Source: Teachers College Record, Volume 113 Number 4, 2011, p. 831-859.


Purpose of Study

In this article, the author examines the relationship between school desegregation, environmental inequality, structural racialization, and health and educational outcomes.
For this purpose, the author draws on the disciplines of environmental sociology, critical race theory, and social epidemiology.
The author proposes a conceptual framework for linking environmental health to educational outcomes that considers the dynamic social processes through which social and environmental inequalities—and associated health and educational disparities—are produced, reproduced, and transformed.

Setting
Berkeley Unified School District has achieved substantial integration in a city where neighborhoods are polarized by racial-ethnic, socioeconomic status, and environmental inequality.
The Berkeley Unified School District's plan to maintain diversity could serve as a national model for other public schools that are seeking constitutionally sound desegregation programs.

Research Design
Using empirical evidence from the published literature, as well as the author’s own practical experience conducting community-based participatory research in Berkeley, the author applies the eco-apartheid conceptual framework to the city of Berkeley.

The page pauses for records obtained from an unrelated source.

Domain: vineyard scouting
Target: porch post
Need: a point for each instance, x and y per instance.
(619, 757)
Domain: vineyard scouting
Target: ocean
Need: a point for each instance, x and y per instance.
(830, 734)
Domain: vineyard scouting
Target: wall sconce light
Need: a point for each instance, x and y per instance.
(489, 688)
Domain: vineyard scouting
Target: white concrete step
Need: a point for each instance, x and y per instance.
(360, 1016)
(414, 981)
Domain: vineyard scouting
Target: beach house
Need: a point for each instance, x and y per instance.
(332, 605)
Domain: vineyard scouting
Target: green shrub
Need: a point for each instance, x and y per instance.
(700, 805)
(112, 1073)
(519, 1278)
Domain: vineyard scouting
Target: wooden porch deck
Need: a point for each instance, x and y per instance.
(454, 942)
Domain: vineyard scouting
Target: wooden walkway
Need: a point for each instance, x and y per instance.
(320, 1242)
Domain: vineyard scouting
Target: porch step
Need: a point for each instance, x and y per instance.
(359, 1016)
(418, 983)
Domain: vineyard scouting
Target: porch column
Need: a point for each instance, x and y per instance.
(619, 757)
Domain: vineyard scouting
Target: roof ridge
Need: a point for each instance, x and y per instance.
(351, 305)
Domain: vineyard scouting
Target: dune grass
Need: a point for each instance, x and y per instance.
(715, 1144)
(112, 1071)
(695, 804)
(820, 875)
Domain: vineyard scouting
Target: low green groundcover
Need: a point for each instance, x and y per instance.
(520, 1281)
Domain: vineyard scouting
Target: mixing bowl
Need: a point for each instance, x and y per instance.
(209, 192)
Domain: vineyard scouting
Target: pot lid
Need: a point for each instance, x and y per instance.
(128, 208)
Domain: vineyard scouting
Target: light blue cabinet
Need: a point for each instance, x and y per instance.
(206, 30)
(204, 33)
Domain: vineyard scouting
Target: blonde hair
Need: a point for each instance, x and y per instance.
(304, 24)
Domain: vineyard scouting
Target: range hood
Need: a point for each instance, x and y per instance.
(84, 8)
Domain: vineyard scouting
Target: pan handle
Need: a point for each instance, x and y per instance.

Conclusions and Recommendations

The eco-apartheid framework provides a useful model for theory building in the study of environmental health and educational equity.
Moreover, the author recommends that theories of racial and educational inequality in general would benefit from a more serious consideration of the role that environmental inequalities play in structuring the relationship between health and educational inequality.
Additionally, the author highlights the ways in which existing research on desegregation remains in need of theoretical strength and methodological rigor with respect to environmental inequality.